De keizer van Tuktut


• Albumnummer: 263
   Scenario/Tekeningen: Philippe Delzenne
   Inkleuring: Agnes Nys

• Jaar van uitgifte: 2013 ↣ 13 februari

• Aantal pagina's: 48


In de dichte mist dobbert Jan Haring met 'De Kuip', in de buurt van Kaap Hoorn, rond. Een plots opstekende storm werpt 'De Kuip' op een ijsberg. Door dit gebeuren krijgt Jan Haring het gezelschap van twee pinguins. Wanneer wat later zijn schip weer vrij geraakt zet hij koers naar de noordpool. Enige tijd later komt hij aan bij de eskimogemeenschap, de Tuktutianen, en verblijft er een tweetal weken. De pinguins blijven te plaatse.
Een jaar later heeft de kapitein Jommeke en zijn vrienden uitgenodigd om mee te reizen naar het eiland Tuktut. Bij aankomst wordt Choco meteen de held van de dag na een redding van een eskimojongetje uit het koude zeewater.
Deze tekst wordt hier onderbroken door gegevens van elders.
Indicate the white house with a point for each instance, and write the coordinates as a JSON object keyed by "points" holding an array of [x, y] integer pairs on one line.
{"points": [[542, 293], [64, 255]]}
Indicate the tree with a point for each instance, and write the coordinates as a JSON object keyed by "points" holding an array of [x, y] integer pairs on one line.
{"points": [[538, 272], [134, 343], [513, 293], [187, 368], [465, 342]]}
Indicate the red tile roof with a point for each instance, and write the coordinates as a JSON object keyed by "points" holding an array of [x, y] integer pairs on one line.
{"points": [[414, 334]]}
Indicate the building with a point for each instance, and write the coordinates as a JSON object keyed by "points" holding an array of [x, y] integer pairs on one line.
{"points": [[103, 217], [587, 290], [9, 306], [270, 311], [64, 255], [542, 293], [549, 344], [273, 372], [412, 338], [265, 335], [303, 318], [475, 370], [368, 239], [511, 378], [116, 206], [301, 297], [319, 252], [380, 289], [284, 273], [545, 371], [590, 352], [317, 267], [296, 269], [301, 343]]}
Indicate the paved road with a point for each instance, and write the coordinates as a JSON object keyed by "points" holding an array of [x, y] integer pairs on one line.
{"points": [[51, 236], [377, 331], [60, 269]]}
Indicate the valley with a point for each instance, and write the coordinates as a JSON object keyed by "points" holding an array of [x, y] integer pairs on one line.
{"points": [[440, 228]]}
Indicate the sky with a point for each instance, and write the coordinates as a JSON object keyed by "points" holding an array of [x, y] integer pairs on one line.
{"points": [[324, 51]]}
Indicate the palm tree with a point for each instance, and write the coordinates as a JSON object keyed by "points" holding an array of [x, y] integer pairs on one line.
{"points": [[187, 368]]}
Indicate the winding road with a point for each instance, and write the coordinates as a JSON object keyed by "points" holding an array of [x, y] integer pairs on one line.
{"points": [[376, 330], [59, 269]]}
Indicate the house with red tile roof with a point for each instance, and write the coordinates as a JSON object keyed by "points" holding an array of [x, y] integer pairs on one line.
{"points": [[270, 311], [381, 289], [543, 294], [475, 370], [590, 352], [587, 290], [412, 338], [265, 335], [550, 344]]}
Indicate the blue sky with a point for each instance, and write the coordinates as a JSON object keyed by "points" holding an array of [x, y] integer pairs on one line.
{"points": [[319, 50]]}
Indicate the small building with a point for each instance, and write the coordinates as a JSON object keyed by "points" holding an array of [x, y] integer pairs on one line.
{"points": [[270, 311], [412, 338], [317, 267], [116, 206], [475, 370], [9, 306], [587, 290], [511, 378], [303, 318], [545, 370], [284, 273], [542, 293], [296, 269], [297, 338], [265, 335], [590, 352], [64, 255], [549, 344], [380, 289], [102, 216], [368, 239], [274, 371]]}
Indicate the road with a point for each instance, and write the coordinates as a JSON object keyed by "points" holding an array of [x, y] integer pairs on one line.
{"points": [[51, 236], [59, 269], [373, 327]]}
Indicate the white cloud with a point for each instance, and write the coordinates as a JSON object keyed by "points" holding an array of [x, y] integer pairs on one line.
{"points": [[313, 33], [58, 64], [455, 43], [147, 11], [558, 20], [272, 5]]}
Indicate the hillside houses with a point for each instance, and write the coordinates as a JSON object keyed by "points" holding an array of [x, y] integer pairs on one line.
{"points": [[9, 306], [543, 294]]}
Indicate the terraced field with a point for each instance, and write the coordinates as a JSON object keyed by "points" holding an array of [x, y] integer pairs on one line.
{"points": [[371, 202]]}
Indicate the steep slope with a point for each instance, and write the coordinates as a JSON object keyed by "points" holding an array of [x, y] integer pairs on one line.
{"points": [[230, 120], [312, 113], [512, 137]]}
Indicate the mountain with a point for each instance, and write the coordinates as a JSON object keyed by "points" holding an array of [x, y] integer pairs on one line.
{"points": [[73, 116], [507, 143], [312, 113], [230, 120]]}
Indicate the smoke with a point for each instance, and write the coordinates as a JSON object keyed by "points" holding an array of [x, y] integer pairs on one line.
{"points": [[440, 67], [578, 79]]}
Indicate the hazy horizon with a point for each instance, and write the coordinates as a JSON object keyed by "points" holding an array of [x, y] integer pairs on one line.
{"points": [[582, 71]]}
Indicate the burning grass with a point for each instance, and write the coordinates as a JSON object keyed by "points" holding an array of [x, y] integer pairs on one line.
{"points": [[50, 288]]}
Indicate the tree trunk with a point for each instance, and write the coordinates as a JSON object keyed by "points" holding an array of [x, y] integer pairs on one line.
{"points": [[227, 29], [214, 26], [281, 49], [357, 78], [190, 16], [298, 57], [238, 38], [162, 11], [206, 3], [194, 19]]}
Het weerzien van Jan Haring en de pinguis is bijzonder hartelijk. Blijkt dat de mannetjespinguin, Amorok, genaamd, over een speciale gave beschikt en de eskimo's hebben hem daarvoor de titel van keizer gegeven. Hij demonstreert meteen zijn gave door de voorpelling van een gevaarlijke ijsbeer perfect te laten kloppen. Jommeke en zijn vrienden vermaken zich best in de omgeving van sneeuw en ijs. Niksik, de vriendin van Amorok, merkt wat later een vliegtuig op. Snel wordt duidelijk dat Herbert von Humboldt, een nakomeling van een beruchte zeerover, de schat van zijn voorvader wil bemachtigen. Hij heeft daarvoor wel de hulp van een oranje pingu-pinguin nodig. Hij slaagt er vrij vlug in om Niksik te ontvoeren. Het duurt even voor alles duidelijk wordt onder de verwoede poginigen van de eskimomedicijnman, maar eens het verhaal duidelijk tracht Jommeke de hulp van professor Gobelijn in te schakelen. Deze laatste is eens te meer verstrooid en stuurt Bert, de vader van de Miekes, richting Tuktut. Een dag later blijkt ook Amorok verdwenen te zijn. Een zoektocht levert niets op. Door toeval komt Amorok bij Herbert von Humboldt terecht die hem meteen opsluit. Via een stuk oud krantenpapier komen Jommeke en zijn vrienden de pinguins weer op het spoor. Een knecht van Herbert doet onder dwang het hele verhaal van de fabelachtige schat die zijn baas zoekt. Intussen is Herbert er in geslaagd de schat daadwerkelijk te vinden. Wanneer Bert en Choco zich als geesten voordoen kunnen de handlangers van Herbert verjaagd worden en wordt hijzelf snel bij de lurven gevat. Hij toont het nodige berouw en schenkt zelfs het eilandje waar de schat zich bevindt aan het verliefde koppeltje pinguins.